Revista Oeste
- Owner: Editora Tipuana
- Founder(s): Jairo Leal, Augusto Nunes and Jose Roberto Guzzo
- Founded: March 27, 2020
- Language: Portuguese
- Country: Brazil
- Website: www.revistaoeste.com

= Revista Oeste =

Political News Media

Revista Oeste is a Brazilian weekly digital magazine founded on March 27, 2020, by Jairo Leal, Augusto Nunes, and José Roberto Guzzo. It focuses on political journalism, with an editorial line aligned to the right, advocating positions such as social conservatism and economic liberalism.

==History==
The Revista Oeste was founded on March 27, 2020, by journalists Jairo Leal, Augusto Nunes, and José Roberto Guzzo. The publication focuses on political reporting, with an editorial line aligned with the Brazilian political right, social conservatism, and economic liberalism. On August 19, 2020, journalist Silvio Navarro, previously associated with Veja and Jovem Pan, joined the magazine as executive editor.

On November 23, 2022, Oeste launched the program Oeste sem Filtro Broadcast live from Monday to Friday, the show became one of the outlet’s main audiovisual productions and reportedly surpassed the audience of Os Pingos nos Is aired by Jovem Pan, on several occasions.

On January 12, 2023, Revista Oeste's YouTube channel was demonetized after YouTube determined that some of its content did not comply with the platform's monetization policies. The publication challenged the decision in court. Following the demonetization, the magazine stated that subscription revenue remained an important source of funding. On January 30, 2023, the publication entered into a partnership agreement with Rádio Estúdio 92.3 FM in Cascavel, Paraná, allowing Oeste Sem Filtro to be rebroadcast daily on the station.

Beginning on July 27, 2024, part of Oeste’s programming, including Oeste Sem Filtro, started airing on the satellite channel TVD News, expanding the magazine’s television reach. In October 2024, the magazine became a finalist in the Most Admired Journalists award in the Economics, Business and Finance press category, with Amanda Sampaio, Carlo Cauti and Luís Artur Nogueira among the nominees.

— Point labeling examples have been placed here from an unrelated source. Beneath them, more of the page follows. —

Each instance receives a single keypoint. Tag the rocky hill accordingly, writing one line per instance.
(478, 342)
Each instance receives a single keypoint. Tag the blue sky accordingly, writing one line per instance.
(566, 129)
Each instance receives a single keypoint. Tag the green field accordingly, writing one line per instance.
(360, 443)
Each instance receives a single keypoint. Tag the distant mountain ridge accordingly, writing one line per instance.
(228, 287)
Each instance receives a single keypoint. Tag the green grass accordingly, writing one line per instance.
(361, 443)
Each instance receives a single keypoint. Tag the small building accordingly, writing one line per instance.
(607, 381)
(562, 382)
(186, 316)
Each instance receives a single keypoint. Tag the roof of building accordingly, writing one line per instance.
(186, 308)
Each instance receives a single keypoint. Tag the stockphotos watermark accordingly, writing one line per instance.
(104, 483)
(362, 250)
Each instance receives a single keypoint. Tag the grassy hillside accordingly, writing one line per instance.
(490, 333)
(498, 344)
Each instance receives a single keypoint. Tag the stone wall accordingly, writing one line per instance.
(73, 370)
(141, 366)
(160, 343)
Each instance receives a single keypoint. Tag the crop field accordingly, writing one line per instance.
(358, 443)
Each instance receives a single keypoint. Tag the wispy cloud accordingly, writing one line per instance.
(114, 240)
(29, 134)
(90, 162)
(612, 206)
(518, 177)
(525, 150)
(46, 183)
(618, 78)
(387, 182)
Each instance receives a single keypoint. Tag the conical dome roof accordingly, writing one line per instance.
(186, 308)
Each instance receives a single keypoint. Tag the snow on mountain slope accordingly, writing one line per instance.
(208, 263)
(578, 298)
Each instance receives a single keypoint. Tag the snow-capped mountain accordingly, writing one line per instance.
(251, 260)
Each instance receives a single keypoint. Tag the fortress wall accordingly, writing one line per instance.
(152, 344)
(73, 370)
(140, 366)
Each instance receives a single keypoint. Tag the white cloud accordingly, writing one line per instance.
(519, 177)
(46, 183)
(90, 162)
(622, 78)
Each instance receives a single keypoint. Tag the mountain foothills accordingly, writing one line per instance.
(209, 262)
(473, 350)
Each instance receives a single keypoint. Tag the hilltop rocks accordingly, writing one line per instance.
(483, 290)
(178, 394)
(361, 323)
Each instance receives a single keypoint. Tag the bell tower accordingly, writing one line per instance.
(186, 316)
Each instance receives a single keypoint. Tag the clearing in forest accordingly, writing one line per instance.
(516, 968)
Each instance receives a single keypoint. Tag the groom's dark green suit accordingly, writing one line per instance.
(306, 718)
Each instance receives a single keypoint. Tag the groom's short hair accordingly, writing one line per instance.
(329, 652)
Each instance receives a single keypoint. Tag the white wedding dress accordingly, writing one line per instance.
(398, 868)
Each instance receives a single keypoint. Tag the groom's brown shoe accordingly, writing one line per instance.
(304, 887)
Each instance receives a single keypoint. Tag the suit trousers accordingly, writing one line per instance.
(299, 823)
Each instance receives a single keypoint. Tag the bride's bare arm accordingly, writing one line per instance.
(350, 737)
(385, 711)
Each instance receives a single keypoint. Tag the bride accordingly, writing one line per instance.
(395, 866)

On February 27, 2025, Oeste announced the hiring of sports journalist Milton Neves, known for his work with broadcasters including Jovem Pan and Rádio Bandeirantes. Later that year, on June 18, the outlet announced plans to launch a 24-hour television news channel named Oeste TV. The project was revealed during an edition of Oeste Sem Filtro, which was also carried by TVD News. On August 2, 2025, the magazine reported the death of journalist J. R. Guzzo, one of its founders, at the age of 82 following a heart attack. On August 18, 2025, Oeste launched its first sports program, Esporte Sem Firula, hosted by Milton Neves on YouTube. Concurrently, the magazine relocated its headquarters to a new address featuring three studios dedicated to its programming—an initiative tied to the upcoming launch of Oeste TV, the magazine's own television channel. Also in August 2025, the radio station Conecta 107.9 FM, based in Rondônia, announced that it would begin rebroadcasting Oeste Sem Filtro, marking the group’s first broadcasting partnership in the state. On December 9, 2025, Silvio Navarro left the publication after more than five years working on programs such as Oeste Sem Filtro and Arena Oeste. The reasons for his departure were not publicly disclosed. On December 10, 2025, Rádio AuriVerde ended its partnership with Revista Oeste, causing Oeste Sem Filtro to cease transmission on 97.5 FM in Bauru and neighboring areas.

On January 26, 2026, Oeste officially launched Oeste TV, a subscription television channel initially made available on Vivo TV channel 608.

=== Censorship and misinformation ===
The magazine has also been the target of lawsuits and attempts at censorship, which they consider attacks on press freedom. In 2022, by consensus decision, Revista Oeste was classified as an unreliable source on the Portuguese Wikipedia. Sometimes involved in controversies, the magazine is pointed out by critics as a vehicle for the dissemination of fake news, an allegation that Revista Oeste and its followers contest.